There’s no guarantee that I won’t bonk on April 2nd, too. I don’t know how the rest of my training will go, how my body will feel, and what the weather conditions will be like on April 2nd. But I have faced runners’ greatest fear two months before the starting gun goes off. I tied up my laces two days later for a recovery run, an easy 6 miles. Sure enough, I was able to keep my regular pace and I didn’t have any signs of injury.
I’m grateful I hit The Wall, strange as that sounds. Failure became an opportunity for learning.
Gideon, the Patron Saint of Marathon Running
In the days after bonking at mile 17, I learned more about energy conservation, nutrition, and pressing through The Wall. I reviewed my training calendar and saw that I had increased both my weekly mileage and my mile pace beyond my present fitness. The Wall was more a case of training errors than a sign of an injury or my ability as a runner. Weakness and fatigue are inevitable in marathon running. There’s no way around fatigue in a race of 26.2 miles. But learning how to prepare and respond to weakness, that’s the skill I’m learning in these weeks of training.

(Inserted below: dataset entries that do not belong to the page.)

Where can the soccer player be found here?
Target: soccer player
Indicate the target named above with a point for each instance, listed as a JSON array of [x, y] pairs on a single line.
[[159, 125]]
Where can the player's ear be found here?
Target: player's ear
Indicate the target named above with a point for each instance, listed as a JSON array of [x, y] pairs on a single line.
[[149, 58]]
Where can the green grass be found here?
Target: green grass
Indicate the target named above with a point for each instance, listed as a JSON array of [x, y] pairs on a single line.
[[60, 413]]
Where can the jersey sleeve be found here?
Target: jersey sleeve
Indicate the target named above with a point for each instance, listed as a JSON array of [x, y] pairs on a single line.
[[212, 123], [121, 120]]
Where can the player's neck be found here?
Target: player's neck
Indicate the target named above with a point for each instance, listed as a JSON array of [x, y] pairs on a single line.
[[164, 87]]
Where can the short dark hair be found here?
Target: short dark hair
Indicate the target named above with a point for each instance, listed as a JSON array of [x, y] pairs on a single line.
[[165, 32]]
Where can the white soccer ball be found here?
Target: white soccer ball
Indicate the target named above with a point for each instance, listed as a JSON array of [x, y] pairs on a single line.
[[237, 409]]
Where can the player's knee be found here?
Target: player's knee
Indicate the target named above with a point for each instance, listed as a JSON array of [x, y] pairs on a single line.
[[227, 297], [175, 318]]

In the age of the Judges, Gideon leads Israel in battle and he reaches his physical limits during his pursuit of the kings of Midian. Gideon reaches that symbolic river, the Jordan River, which Joshua had crossed with Israel to enter the Promised Land. When Gideon reaches the Jordan River with 300 of his mighty men, their strength is spent. The Jordan River must have looked like The Wall. Judges 8.4 reads, ‘And Gideon came to the Jordan and crossed over, he and the 300 men who were with him, exhausted yet pursuing.’
Exhausted, yet pursuing. Gideon and his men are exhausted, but exhaustion does not mean the end. He must continue his pursuit. He must replenish his strength for the rest of the fight. Gideon seeks bread to replenish he and his men. In two places, they are denied food and help. Gideon does not cease his pursuit amidst this deprivation. Exhausted, they continue their pursuit. In the end, they defeat the kings of Midian and secure peace in Israel.

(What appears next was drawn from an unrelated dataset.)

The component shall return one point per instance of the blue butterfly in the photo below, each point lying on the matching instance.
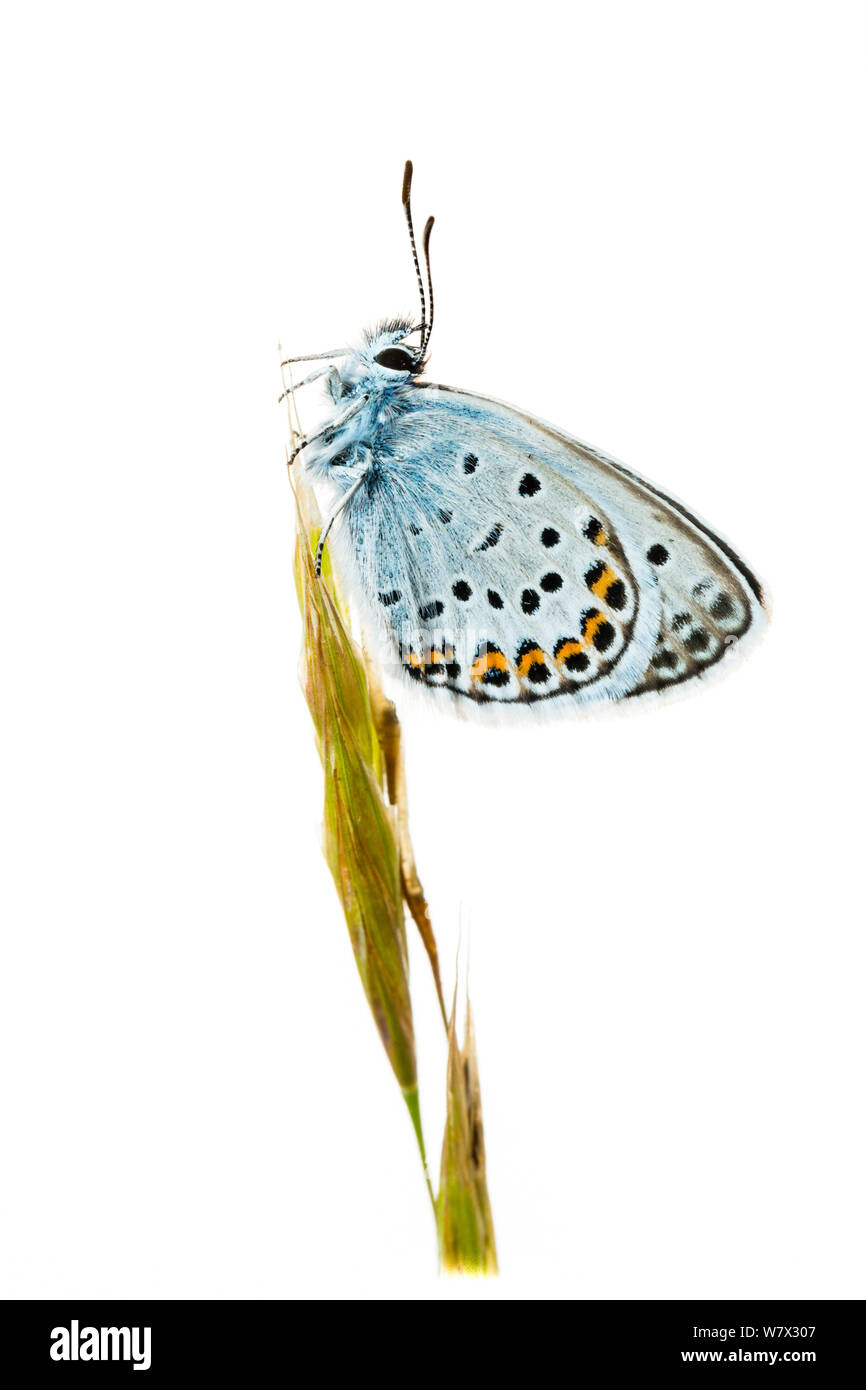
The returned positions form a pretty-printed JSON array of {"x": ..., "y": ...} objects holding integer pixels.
[{"x": 502, "y": 562}]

I think Gideon ought to be the patron saint for marathon runners, or for anyone who must endure a long fight when their strength is spent. It is a good thing to reach our limits, to discover our energy is not boundless. It teaches dependence upon God’s strength, which is the only way a tired sojourner completes his journey.
Of Redemption and Comebacks
Last week I looked at my training calendar and saw a 20 mile run on Saturday. Gone was my pride. I didn’t start out in attack mode, saying ‘bring it.’ I had some butterflies and doubts after last Saturday’s bonk, so I kept my expectations low. And then I looked at the weather–windy and raining. Instead of ‘bring it,’ I said, ‘whatever, time to go.’
When I reached mile 14, I laughed at how soaked I was, how strong the headwind was before me. My legs were tired and beginning to fade. I remembered Gideon, ‘exhausted, yet pursuing.’ And then between miles 14–16, I noticed a return of strength in my legs. My watch confirmed a lower split time. When I reached 17 miles, I didn’t realize it. I was feeling fatigued, but confident about the remaining 3 miles. It felt like an actual 3 miles, not like the distance from Tennessee to Texas.
When I turned the corner at mile 19, I was able to pick up the pace a bit and finished the final mile faster than the previous miles. I completed the longest run in my life without bonking. It was a satisfying comeback, a taste of personal redemption. But it wouldn’t have been as satisfying had I not hit The Wall and learned the lessons it had to teach me.